Sabadell mira más al dividendo que al crecimiento y divide a los analistas
Sabadell fía su atractivo a un ambicioso plan de retribución de 2.500 millones de euros, mientras el mercado debate si su potencial de subida ya se ha agotado.
Banco Sabadell ha cerrado el primer trimestre con una caída superior al 6% en el IBEX 35, un balance mejor de lo que parece teniendo en cuenta el castigo sufrido por los bancos debido a la guerra en Irán, pero que obligará a la entidad a apretar el paso para cumplir con su hoja de ruta y convencer a los inversores.
Tras la opa fallida de BBVA y la venta de TSB, y en un contexto de mayor incertidumbre macro, el banco catalán ha reforzado su mensaje. Más capital, más dividendo y una evolución del negocio sólida, aunque sin grandes alardes. Una combinación que convence a parte del mercado… pero que también despierta dudas entre los analistas.
Los expertos prevén que el margen de intereses haga suelo en el primer trimestre del año, y partir de aquí, cuentan con la recuperación tras estabilizarse los tipos (o incluso subir si la inflación se dispara) y aumentar los volúmenes de créditos concedidos.
Sin embargo, el verdadero atractivo de la historia de inversión no está en el crecimiento, sino en el retorno al accionista.
El dividendo, en el centro de la estrategia de Sabadell
El foco del mercado en estos momentos están la generación y distribución de capital. La venta de TSB marca un antes y un después. Sabadell prevé repartir un dividendo extraordinario de 0,50 euros por acción, al que se suma un ambicioso plan de retribución que podría alcanzar unos 2.500 millones de euros entre 2026 y 2027.
Desde Barclays destacan precisamente este enfoque, aunque con matices. La entidad subraya que “la dirección reiteró su compromiso de distribuir capital por encima de una ratio CET1 del 13%”, apoyándose en una sólida generación orgánica de capital en los próximos años.
Este giro hacia el dividendo refuerza el atractivo de Sabadell como valor defensivo dentro del sector bancario, especialmente en un entorno de elevada volatilidad marcada por la guerra en Irán y las dudas sobre el ciclo económico. Pero también plantea una cuestión clave: ¿está sacrificando crecimiento por retribución?
Crecimiento sí, pero sin excesos
Tras el esfuerzo defensivo por la opa de BBVA, la entidad que preside Josep Oliú espera un incremento del margen de intereses en torno al 1% en 2026, con una mejora a partir del segundo trimestre.
El crecimiento del crédito será uno de los motores, con avances cercanos al 6%, apoyados en hipotecas, pymes y financiación corporativa.
Aun así, el propio banco reconoce que el contexto macro puede introducir cierta volatilidad. Barclays advierte de que “un escenario de conflicto de corta duración podría reducir las previsiones de crecimiento del PIB en España en unos 50 puntos básicos”, lo que podría retrasar la expansión del crédito.
Se trata de un perfil de crecimiento moderado para Banco Sabadell, si bien es cierto que la entidad debería tener un impacto nulo por la guerra, más allá del ruido generado para todo el sector, dado su escasa exposición a las zonas de conflicto, lo que protege la calidad de los activos.
Un valor que divide al mercado
Es en la valoración donde emerge el verdadero debate.
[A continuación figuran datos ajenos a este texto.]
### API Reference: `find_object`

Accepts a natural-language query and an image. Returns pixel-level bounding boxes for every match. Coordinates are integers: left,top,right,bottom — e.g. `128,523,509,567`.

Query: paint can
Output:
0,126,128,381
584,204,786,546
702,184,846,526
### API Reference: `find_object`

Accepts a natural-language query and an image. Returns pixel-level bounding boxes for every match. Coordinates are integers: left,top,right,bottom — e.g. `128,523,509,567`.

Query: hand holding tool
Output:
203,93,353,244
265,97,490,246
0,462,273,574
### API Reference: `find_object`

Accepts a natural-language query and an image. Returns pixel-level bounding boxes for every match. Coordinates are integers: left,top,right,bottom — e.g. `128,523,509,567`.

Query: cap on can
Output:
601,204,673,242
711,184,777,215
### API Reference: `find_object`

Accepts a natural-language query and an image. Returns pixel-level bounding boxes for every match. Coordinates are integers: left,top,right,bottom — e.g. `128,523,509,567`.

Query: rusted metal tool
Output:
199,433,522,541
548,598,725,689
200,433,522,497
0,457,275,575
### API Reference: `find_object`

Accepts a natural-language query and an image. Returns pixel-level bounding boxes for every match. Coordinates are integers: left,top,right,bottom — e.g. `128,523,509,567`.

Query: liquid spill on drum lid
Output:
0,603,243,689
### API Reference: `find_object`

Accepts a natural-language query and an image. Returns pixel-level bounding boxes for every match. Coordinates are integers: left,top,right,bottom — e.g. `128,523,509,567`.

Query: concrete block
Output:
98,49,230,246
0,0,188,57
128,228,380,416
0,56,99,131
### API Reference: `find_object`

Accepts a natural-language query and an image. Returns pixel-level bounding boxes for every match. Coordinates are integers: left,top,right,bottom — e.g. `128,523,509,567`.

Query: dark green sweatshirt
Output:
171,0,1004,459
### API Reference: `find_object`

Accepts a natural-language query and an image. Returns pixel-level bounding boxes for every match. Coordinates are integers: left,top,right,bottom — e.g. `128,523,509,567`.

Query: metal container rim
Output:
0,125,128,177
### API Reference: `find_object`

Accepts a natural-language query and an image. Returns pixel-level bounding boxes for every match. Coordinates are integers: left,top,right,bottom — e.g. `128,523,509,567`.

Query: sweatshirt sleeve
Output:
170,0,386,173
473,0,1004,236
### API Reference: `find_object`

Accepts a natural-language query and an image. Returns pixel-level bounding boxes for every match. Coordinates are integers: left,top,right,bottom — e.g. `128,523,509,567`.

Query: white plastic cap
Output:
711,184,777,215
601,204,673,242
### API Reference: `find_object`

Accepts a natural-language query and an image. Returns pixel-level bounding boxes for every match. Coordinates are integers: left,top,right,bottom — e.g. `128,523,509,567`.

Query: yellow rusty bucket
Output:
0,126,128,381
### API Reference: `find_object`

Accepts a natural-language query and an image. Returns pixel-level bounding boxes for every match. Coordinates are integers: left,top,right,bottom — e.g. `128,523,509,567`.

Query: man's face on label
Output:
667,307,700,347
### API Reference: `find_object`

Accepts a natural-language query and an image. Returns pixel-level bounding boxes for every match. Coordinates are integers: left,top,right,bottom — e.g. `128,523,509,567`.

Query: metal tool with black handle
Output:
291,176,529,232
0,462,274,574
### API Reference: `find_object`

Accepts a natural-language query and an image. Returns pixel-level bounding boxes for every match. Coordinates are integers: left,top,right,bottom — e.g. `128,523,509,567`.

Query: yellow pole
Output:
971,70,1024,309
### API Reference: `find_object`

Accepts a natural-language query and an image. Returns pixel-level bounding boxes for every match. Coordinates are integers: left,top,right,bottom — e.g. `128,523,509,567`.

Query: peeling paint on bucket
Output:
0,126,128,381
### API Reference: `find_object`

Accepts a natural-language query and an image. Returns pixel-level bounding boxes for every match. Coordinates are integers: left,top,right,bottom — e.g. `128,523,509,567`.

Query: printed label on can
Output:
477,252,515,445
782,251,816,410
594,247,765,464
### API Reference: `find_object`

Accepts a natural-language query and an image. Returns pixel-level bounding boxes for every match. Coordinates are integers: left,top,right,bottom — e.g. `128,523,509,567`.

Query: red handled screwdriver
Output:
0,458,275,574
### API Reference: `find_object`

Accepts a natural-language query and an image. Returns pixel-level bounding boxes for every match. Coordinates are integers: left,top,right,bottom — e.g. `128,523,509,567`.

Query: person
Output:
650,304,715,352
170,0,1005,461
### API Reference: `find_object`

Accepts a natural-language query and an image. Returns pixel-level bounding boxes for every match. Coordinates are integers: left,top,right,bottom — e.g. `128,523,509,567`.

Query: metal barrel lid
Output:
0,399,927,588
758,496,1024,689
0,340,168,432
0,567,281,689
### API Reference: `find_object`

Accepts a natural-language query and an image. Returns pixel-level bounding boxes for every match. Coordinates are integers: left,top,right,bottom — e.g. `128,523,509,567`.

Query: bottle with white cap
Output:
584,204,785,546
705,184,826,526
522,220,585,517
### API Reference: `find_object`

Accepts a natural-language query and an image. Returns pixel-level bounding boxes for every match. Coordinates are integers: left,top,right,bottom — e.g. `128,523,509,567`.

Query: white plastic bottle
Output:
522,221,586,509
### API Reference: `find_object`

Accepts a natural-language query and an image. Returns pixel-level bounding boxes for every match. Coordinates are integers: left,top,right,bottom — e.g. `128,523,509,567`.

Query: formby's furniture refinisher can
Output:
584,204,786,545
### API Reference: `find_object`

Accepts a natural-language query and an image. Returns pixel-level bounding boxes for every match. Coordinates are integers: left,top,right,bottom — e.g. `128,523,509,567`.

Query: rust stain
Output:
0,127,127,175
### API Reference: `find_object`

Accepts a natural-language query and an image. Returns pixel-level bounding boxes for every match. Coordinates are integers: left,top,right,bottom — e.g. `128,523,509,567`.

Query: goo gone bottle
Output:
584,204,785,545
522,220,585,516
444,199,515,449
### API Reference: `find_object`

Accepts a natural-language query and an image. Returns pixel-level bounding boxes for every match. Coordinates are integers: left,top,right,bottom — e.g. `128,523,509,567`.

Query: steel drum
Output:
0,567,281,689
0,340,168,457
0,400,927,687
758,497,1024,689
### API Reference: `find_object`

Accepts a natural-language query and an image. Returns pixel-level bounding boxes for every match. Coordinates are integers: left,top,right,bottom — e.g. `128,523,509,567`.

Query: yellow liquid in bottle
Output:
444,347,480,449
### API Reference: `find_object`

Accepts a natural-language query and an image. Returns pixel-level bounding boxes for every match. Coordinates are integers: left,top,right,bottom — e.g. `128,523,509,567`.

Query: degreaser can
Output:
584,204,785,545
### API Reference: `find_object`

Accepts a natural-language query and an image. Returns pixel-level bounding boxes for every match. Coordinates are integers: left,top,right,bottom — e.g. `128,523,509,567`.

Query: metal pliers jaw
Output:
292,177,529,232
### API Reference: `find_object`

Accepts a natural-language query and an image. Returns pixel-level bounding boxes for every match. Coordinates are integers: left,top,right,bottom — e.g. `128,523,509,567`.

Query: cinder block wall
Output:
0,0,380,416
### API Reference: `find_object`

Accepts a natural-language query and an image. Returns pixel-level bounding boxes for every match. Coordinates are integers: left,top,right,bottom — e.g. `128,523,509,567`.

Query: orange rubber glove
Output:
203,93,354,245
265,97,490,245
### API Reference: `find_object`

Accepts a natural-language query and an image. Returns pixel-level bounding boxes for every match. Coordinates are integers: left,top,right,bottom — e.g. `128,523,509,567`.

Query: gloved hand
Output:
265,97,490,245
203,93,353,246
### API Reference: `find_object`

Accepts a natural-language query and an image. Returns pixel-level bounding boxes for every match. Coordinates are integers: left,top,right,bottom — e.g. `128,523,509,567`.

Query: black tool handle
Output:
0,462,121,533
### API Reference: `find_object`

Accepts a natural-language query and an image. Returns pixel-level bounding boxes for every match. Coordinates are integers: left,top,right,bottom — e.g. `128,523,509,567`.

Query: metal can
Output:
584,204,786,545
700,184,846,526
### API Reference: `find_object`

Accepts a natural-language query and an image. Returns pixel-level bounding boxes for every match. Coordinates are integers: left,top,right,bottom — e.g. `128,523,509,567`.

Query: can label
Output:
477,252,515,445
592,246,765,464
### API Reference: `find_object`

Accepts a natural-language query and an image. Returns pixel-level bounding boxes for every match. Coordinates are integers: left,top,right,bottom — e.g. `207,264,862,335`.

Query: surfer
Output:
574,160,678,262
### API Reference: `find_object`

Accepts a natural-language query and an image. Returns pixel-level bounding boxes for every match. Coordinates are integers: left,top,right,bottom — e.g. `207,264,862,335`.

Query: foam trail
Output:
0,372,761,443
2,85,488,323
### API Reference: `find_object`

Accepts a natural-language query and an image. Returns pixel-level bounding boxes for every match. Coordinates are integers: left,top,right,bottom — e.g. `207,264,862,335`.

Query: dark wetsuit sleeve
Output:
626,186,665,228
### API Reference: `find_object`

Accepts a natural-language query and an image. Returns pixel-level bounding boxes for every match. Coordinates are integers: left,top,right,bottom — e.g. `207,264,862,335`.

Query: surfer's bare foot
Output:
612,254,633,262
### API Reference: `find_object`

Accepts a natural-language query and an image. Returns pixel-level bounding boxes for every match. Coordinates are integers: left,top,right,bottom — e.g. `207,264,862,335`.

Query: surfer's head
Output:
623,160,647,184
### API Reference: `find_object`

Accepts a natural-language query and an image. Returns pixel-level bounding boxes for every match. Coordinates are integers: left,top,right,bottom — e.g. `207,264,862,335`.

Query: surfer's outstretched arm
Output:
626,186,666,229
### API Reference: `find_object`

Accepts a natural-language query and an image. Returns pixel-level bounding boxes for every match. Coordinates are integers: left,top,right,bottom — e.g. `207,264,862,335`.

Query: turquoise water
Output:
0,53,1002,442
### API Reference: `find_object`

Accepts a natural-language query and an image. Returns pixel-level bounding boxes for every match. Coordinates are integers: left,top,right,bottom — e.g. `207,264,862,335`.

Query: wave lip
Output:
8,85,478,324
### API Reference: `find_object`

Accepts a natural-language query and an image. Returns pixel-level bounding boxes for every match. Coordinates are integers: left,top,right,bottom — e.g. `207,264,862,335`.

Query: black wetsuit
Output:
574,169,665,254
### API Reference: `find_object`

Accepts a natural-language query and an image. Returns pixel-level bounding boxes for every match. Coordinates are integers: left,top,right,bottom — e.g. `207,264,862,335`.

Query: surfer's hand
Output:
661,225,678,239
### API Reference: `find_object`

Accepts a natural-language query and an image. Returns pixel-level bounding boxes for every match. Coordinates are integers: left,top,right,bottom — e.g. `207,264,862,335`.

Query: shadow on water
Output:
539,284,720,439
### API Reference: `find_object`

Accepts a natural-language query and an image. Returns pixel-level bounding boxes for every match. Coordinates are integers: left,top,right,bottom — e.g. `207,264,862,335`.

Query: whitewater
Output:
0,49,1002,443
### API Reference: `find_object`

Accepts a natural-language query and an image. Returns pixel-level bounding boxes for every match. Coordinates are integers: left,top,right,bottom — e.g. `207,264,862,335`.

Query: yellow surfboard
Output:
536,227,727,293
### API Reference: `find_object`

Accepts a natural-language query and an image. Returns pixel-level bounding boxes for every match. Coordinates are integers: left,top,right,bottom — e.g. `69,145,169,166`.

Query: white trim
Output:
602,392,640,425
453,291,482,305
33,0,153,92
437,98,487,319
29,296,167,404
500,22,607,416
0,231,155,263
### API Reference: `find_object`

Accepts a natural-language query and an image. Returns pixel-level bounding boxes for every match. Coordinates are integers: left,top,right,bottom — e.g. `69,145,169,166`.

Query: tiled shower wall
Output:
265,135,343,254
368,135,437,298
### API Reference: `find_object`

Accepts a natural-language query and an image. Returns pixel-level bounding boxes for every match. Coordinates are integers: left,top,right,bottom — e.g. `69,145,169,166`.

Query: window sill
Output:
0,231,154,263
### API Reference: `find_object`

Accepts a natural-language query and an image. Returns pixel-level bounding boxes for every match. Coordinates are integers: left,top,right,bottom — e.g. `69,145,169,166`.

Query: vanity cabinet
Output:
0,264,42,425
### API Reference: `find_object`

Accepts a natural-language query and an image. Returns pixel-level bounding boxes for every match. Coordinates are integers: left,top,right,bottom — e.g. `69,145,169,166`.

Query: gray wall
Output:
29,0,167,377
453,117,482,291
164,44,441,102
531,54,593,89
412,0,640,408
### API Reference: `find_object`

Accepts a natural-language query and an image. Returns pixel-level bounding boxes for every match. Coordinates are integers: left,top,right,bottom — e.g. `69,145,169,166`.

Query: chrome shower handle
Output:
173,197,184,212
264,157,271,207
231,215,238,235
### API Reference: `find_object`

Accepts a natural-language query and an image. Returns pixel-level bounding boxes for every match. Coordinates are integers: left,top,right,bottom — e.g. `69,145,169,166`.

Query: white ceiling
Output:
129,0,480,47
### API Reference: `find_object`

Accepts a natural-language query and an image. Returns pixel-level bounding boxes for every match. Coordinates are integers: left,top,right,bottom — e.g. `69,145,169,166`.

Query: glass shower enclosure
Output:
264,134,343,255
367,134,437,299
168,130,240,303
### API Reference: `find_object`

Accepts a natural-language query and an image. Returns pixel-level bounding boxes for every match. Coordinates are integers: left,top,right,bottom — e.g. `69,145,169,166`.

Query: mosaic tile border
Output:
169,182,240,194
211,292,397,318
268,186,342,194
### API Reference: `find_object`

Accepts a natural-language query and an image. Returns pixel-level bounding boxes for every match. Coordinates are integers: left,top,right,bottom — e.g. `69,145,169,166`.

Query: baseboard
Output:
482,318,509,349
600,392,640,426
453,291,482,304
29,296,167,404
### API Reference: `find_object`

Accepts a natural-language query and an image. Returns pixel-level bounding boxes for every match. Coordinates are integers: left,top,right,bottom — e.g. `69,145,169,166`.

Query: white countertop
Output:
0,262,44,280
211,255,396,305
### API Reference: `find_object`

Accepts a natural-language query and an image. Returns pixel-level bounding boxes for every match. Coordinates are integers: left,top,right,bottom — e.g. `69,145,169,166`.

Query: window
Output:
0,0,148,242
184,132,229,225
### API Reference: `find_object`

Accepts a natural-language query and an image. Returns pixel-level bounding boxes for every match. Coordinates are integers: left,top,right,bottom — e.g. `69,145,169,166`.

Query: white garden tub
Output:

Por un lado, GVC Gaesco incluye a Sabadell entre sus valores preferidos en España, con un precio objetivo de 3,9 euros por acción, lo que implica un potencial cercano al 27% desde los niveles actuales.
El banco cotiza con múltiplos contenidos, en torno a 10 veces beneficios, y ofrece una atractiva rentabilidad por dividendo, lo que, para algunos analistas, justifica una visión constructiva.
Pero no todos comparten este optimismo. Barclays mantiene una recomendación de infraponderar y un precio objetivo de 3,20 euros, lo que limita el potencial de Sabadell a apenas un 6%. La firma reconoce la mejora operativa, pero considera que gran parte de las buenas noticias ya están recogidas en la cotización.
El consenso de analistas de Bloomberg es algo más optimista, pero sin excesos, y calcula un precio objetivo de 3,53 euros, con potencial de retorno del 12%.
Además, el banco sigue arrastrando ciertas dudas estructurales. La opa de BBVA y el ruido corporativo afectaron al crecimiento en segmentos clave como pymes, y aunque no hubo fuga significativa de clientes, sí se observó una ralentización en la actividad comercial.